Sanctions imposed by the US and European Union have a detrimental impact on the ability to cede risks abroad even to reinsurers in the countries which formally do not support such sanctions. This was the case with risks from Iran after the imposition of economic sanctions against it.
There are also insurance business lines featuring very low frequency, but very high losses amount, i.e. risks with very rare but tremendous losses. Such risks are very hard to insure or reinsure due to the unavailability of any statistics or data to determine underwriting rates. That risks for Russia include destruction of dams of major HEPPs, accidents involving expensive space or infrastructure facilities, grate forest fires (and as well human-made) in populated areas, devastating floods, etc. Some risks require state reinsurance support due to high social or economic importance but low attractiveness in terms of economic efficiency for a single insurer or reinsurer. They include a wide range of risks in agricultural insurance), housing insurance against catastrophic events (flood, forest fire, earthquake, etc.).
Definite risks — especially in case of mandatory insurance — feature very specific underwriting procedures and regulatory framework in Russia, so they can’t be ceded to foreign reinsurers. In addition, a large number of risks may not be ceded abroad due to national security issues (e.g. if their reinsurance may lead to disclosure of state secrets) or economic security (insurance of state-guaranteed orders).
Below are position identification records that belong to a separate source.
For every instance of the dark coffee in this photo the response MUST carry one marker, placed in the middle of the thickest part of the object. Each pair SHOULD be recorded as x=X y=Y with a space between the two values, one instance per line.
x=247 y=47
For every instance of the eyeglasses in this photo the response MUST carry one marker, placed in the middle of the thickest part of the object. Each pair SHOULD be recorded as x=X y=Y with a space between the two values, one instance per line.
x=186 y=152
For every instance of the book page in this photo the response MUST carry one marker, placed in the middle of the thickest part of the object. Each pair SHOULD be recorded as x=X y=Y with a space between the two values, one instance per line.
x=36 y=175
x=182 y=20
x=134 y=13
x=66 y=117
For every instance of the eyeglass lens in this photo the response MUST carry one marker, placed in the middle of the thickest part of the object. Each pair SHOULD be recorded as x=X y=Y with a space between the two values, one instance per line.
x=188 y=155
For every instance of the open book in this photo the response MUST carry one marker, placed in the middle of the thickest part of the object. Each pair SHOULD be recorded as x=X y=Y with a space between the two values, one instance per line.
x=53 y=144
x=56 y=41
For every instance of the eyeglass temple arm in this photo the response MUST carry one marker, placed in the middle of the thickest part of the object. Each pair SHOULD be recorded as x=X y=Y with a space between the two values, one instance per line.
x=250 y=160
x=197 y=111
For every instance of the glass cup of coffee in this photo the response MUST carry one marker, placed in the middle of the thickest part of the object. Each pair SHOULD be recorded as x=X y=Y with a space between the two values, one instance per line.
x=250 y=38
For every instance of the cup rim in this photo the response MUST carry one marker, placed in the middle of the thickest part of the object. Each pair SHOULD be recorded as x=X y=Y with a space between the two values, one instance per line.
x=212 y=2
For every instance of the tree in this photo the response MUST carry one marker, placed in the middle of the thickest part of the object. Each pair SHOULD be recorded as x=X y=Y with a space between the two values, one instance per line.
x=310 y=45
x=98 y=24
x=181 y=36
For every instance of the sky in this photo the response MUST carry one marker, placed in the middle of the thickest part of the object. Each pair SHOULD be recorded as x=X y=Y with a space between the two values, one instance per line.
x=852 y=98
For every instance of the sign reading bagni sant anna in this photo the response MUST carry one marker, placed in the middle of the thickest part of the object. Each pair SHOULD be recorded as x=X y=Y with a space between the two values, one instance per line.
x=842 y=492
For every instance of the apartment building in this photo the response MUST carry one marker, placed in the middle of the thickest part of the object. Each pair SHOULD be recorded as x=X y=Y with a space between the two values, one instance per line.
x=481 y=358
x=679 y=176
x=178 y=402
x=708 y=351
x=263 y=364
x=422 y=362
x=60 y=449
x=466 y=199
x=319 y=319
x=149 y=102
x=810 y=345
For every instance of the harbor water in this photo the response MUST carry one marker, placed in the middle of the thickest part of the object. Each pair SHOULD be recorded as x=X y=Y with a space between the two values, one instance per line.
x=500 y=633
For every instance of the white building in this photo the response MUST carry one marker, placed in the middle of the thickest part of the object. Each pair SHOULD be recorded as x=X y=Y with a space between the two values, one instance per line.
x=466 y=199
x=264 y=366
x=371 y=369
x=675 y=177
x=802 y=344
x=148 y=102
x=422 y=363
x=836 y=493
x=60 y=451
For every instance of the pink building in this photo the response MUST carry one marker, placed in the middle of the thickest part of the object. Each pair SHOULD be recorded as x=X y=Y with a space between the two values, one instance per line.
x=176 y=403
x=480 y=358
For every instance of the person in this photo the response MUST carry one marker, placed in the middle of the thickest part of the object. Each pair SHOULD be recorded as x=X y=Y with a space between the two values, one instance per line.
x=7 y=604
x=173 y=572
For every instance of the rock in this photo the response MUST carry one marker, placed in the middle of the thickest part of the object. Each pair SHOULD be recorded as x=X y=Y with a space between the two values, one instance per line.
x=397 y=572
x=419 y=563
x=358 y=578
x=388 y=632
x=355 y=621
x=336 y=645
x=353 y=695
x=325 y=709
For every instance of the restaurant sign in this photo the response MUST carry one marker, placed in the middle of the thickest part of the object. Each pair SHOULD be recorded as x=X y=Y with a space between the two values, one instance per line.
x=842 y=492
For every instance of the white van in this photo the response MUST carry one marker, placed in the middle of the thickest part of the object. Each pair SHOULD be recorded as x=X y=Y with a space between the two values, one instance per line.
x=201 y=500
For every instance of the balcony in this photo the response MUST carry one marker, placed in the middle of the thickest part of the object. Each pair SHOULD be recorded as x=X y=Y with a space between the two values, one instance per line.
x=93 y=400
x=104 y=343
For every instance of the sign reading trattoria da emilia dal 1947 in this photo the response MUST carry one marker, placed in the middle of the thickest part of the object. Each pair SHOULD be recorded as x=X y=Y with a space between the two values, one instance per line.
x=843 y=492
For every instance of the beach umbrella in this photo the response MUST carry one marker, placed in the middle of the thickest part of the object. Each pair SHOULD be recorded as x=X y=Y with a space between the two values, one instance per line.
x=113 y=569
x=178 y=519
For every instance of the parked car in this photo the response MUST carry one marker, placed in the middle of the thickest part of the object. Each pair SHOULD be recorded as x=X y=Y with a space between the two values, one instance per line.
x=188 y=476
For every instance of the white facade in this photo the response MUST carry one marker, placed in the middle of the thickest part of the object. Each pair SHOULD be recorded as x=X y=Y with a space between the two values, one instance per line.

To address the above issues and restrictions, the Russsain authorities represented by the Central Bank of Russia set up RNRC with objectives and tasks including:
- Improvement of financial stability of Russian insurers (and, therefore, provision of better insurance conditions for the population and business);
- Provision of reinsurance capacity for insuring businesses or facilities subject to foreign trade sanctions;
- Provision of reinsurance protection for state-guaranteed orders, as well for risks not attractive from the commercial point of view which have high social, general economic, industrial or state importance;
- Control over risk ceding by Russian insurers abroad, counteracting illegal capital outflow under the pretense of reinsurance operations.[5]